0
votes

Before sending my scenarii to our Jenkins/Gatling instance I would like to validate them on my laptop where I write them. Actually I run gatling locally and stop it as soon as it starts, but this is not optimal and I look for a solution to check them with scalac as Gatling does not have a check option. But when running scalac on scenario I always have

Homepage.scala:1: error: object duration is not a member of package concurrent import scala.concurrent.duration._

How do you validate your scenario, can someone helps me using scalac ?

Thanks !

1
That's weird. Are you using an old version of scala? I'm pretty sure scala.concurrent.duration is in the standard library. Maybe you have another package called scala? In that case you can use an absolute import, _root_.scala.concurrent.duration._. - lmm
Post your code.

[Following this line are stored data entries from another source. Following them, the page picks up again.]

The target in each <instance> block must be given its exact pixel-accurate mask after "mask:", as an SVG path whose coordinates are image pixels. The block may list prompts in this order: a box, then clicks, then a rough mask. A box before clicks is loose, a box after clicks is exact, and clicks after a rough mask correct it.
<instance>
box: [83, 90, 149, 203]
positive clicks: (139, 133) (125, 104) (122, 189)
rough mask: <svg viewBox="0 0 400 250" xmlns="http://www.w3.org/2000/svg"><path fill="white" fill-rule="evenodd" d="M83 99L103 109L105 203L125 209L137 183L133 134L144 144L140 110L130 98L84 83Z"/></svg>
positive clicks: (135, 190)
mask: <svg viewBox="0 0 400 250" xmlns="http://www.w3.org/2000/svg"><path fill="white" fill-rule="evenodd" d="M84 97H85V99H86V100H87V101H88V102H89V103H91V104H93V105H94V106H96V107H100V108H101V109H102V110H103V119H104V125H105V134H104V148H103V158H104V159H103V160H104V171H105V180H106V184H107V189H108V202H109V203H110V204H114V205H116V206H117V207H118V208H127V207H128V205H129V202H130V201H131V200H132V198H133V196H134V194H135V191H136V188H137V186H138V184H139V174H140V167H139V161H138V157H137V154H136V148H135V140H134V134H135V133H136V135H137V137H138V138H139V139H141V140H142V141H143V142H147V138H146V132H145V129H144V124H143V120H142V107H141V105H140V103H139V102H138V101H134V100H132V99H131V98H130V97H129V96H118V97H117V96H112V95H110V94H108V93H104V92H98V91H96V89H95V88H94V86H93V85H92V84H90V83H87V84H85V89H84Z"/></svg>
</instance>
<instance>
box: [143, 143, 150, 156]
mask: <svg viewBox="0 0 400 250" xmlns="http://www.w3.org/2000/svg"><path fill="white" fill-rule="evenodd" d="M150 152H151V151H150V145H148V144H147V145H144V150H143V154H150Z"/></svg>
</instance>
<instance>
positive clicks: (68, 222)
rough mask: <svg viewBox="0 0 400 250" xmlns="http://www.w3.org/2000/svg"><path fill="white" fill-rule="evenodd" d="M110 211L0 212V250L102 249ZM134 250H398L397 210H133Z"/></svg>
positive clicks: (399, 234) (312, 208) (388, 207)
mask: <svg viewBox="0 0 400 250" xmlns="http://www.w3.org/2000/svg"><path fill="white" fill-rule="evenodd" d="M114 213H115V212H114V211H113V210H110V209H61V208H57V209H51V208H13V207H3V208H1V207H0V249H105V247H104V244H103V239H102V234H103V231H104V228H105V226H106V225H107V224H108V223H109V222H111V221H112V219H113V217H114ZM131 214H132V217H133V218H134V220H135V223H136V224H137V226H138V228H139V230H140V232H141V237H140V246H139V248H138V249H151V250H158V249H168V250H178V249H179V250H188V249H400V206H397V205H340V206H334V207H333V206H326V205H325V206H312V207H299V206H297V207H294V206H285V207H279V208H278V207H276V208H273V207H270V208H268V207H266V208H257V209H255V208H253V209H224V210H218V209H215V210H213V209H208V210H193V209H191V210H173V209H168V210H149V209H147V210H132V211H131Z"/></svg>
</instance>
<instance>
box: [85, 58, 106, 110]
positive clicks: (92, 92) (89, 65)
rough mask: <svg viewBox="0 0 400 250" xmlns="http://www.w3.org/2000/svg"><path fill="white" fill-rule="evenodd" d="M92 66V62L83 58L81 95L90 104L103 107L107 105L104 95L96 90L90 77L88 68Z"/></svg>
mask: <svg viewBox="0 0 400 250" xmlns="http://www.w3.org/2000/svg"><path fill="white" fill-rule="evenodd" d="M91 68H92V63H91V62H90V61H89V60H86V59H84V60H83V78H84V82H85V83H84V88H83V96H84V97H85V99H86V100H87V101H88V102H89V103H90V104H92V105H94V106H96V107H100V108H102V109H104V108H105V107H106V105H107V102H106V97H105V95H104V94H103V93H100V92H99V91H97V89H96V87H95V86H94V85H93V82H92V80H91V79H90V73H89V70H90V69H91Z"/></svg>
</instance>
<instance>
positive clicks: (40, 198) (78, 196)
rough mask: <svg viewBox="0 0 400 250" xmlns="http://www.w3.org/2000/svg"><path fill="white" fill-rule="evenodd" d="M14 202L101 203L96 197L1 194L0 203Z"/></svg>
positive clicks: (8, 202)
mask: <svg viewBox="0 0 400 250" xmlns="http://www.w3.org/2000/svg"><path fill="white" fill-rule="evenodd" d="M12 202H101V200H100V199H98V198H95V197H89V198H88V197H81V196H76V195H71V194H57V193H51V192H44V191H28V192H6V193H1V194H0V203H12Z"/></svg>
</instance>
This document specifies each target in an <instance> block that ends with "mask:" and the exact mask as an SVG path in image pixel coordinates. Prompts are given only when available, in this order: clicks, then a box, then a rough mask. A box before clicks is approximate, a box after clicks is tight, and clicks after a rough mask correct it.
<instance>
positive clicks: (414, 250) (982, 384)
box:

Otherwise, we're just guessing - The Archetypal Paul
At this point, the only sane explanation is that you're running Scala 2.9 or older. - Stephane Landelle
scala version 2.9.2 under debian wheezy - Rodolphe
Posting complete answer below, then. - Stephane Landelle

1 Answers

1
votes

Scala version numbering uses the following rule: "Epoch"."Major"."Minor"."Fix".

Major versions, that happen every 2 year or so, are not binary compatible, meaning that you can't run a code compiled with a 2.11 compiler with a 2.10 runtime and vice-versa.

Here, you're trying to use the scala.concurrent.duration package that was introduced in Scala 2.10, but you're running with 2.9. Obviously, this package doesn't exist in this version, and that's exactly what the compiler tells you.

  • If you're running Gatling 1.X (EOL'ed), you have to use Scala 2.9.
  • If you're running Gatling 2.0.X, you have to use Scala 2.10.
  • If you're running Gatling 2.1.X, you have to use Scala 2.11.